GLORIA-AB: An airborne Imaging FTS for atmospheric limb emission and nadir sounding

Felix Friedl-Vallon
Institut für Meteorologie und Klimaforschung
Karlsruhe Institute for Technology
Germany

Abstract
GLORIA-AB is an imaging FTS that will be flown on the German research aircraft HALO. The instrument allows observing the atmosphere in limb and nadir geometry. The scientific purpose in limb sounding mode focuses on dynamics, tropopause, TTL and polar UTLS imaging, in nadir mode biomass burning events and high precision methane measurements will be targeted.

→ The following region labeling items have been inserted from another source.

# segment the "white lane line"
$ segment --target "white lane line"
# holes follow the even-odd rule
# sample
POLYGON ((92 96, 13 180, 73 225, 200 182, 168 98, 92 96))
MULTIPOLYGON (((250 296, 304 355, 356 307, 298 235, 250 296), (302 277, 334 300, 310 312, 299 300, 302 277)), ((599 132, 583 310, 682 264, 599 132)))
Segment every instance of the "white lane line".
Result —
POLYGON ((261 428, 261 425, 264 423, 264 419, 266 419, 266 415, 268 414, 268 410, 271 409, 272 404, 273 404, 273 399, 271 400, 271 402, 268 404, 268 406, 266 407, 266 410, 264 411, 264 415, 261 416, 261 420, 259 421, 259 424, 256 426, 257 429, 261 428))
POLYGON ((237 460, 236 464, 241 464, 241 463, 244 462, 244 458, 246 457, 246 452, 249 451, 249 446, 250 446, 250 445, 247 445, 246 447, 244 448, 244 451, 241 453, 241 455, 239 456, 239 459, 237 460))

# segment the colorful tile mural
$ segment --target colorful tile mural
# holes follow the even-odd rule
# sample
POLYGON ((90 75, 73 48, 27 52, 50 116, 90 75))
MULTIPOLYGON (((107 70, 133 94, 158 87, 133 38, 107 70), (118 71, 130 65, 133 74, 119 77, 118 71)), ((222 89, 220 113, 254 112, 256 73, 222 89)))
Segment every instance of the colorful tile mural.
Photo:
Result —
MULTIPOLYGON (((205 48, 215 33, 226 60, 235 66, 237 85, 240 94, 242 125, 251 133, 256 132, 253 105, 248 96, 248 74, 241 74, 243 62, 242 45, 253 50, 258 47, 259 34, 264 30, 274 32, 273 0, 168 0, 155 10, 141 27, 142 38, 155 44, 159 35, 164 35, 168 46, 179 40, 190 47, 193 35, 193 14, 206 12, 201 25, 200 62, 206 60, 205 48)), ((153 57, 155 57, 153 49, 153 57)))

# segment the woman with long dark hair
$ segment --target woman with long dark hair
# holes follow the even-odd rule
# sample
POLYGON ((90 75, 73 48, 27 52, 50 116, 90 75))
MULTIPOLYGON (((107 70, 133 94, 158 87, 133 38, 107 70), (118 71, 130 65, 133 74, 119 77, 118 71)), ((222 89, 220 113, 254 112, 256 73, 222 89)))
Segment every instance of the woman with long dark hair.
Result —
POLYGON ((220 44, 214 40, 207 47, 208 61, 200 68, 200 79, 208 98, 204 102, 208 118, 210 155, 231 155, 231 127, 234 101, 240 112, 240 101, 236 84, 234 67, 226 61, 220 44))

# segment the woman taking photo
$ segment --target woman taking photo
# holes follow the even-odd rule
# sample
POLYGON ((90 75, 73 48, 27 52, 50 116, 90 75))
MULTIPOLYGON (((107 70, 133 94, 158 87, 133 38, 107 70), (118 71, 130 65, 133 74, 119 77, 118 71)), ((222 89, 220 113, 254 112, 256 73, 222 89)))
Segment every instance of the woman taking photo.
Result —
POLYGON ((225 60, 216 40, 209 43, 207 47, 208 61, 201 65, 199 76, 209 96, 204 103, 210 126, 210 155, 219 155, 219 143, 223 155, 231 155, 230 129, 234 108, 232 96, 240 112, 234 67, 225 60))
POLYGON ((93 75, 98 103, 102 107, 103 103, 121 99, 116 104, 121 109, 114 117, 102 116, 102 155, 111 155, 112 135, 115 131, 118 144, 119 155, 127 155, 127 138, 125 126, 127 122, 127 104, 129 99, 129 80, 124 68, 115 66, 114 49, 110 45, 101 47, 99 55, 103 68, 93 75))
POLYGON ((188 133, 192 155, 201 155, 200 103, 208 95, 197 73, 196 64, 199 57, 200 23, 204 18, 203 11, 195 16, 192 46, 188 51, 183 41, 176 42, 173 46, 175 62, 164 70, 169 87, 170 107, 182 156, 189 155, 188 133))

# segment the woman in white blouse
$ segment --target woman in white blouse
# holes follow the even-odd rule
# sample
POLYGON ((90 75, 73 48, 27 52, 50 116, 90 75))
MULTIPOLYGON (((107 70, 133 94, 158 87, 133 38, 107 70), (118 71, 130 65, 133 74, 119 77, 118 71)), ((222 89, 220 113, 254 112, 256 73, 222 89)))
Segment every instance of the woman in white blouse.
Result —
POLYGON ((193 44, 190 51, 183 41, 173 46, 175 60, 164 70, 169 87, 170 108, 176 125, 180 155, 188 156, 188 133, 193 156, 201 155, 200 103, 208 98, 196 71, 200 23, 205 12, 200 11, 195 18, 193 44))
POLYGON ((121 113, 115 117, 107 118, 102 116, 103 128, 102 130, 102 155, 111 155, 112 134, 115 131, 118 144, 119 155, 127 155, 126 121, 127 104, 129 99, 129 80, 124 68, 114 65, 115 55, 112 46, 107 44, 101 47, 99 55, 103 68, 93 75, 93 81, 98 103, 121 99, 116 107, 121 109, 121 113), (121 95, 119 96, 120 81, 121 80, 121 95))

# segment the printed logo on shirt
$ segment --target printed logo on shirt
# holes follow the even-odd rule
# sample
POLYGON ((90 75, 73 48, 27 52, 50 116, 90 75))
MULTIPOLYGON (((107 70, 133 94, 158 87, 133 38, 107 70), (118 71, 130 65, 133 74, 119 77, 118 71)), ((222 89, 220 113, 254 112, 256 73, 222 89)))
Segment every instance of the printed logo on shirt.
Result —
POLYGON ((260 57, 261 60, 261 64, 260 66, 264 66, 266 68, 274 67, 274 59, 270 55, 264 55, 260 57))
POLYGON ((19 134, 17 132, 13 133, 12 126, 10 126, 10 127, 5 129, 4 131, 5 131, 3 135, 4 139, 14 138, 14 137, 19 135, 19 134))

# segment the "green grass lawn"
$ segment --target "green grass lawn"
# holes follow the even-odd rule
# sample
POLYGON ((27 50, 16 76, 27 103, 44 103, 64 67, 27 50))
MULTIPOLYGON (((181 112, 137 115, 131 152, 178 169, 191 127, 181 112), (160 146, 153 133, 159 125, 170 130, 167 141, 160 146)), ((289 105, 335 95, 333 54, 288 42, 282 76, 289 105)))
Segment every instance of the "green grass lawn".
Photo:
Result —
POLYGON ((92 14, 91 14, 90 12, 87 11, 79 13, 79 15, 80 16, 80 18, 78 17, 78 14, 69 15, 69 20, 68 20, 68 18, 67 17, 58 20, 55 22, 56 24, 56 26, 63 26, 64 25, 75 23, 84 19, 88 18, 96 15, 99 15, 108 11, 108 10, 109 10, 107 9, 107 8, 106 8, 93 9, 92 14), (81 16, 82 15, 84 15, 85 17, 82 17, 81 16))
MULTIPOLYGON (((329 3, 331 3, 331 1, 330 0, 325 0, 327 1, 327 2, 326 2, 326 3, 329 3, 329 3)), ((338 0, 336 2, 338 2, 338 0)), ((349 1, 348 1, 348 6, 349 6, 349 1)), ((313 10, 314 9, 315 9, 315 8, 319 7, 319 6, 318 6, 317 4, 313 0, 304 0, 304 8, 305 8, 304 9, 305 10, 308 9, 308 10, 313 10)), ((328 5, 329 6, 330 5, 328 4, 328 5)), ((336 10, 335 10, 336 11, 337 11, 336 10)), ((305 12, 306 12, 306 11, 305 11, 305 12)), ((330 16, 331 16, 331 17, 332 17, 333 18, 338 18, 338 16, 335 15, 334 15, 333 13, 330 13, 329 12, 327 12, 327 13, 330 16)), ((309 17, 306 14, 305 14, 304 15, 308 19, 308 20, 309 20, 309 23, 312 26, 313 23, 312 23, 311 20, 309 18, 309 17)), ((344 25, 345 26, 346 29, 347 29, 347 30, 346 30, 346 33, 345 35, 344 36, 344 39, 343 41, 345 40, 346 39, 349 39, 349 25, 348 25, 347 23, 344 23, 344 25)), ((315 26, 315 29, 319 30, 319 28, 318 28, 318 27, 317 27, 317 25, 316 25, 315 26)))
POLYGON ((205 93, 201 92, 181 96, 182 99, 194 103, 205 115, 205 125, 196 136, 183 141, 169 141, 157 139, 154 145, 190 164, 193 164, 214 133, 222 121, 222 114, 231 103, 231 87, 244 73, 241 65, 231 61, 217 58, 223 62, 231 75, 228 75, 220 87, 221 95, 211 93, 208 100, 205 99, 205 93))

The instrument is a joint development of the federal German research centres Jülich and Karlsruhe. Concept considerations for the instrument started in 2005 following a proposal for a space borne instrument to the German space agency DLR. The actual development of the airborne instrument started in 2006; a first flight shall be performed in 2010.

The heart of the instrument is a Michelson interferometer with a maximum optical path difference of ±10 cm. The atmospheric scene is imaged with an infrared lens system on the 256² element MCT focal plane array. In limb mode, a horizontal spatial coverage with a width of 18 km at the horizon and a sampling of 140 m is achieved. The vertical coverage extends from a tangent altitude of 4 km to +0.7° (all values given for a tangent altitude of 10 km and a flight altitude of 15 km).
The interferometer is suspended by a three axis gimballed frame system that allows to stabilise the scene on the focal plane array (FPA) by compensating the aircraft roll, nick, and yaw movements. In addition, in limb mode the horizontal viewing direction can be chosen freely in an angle range from 45° to nearly 135° to the flight direction. In nadir mode, the forward movement of the aircraft can be compensated for the duration of one interferogram. The necessary attitude information for the system is generated by a dedicated high precision inertial navigation system (INS) that is mounted on the azimuth frame of the system. The radiometric calibration system consists of two large area cavity blackbodies with very high emissivity and a thermoelectric temperature control that allows operating the blackbodies in the range from 15 K below to at least 30 K above ambient temperature. The instrument will operate autonomously on the aircraft. It will be mounted under the aircraft body in a dedicated belly bay at ambient pressure and temperature. To be able to react to unforeseen problems and to adapt the measurement plan, a low bandwidth satellite link to a supervising ground station will be implemented.

The presentation will focus on the design of the instrument and in particular of the spectrometer. Trade-offs and design decisions will be outlined. In addition, results of test and characterisation measurements will be discussed. Similarities and differences to the IRLS instrument on the proposed PREMIER satellite mission will be highlighted.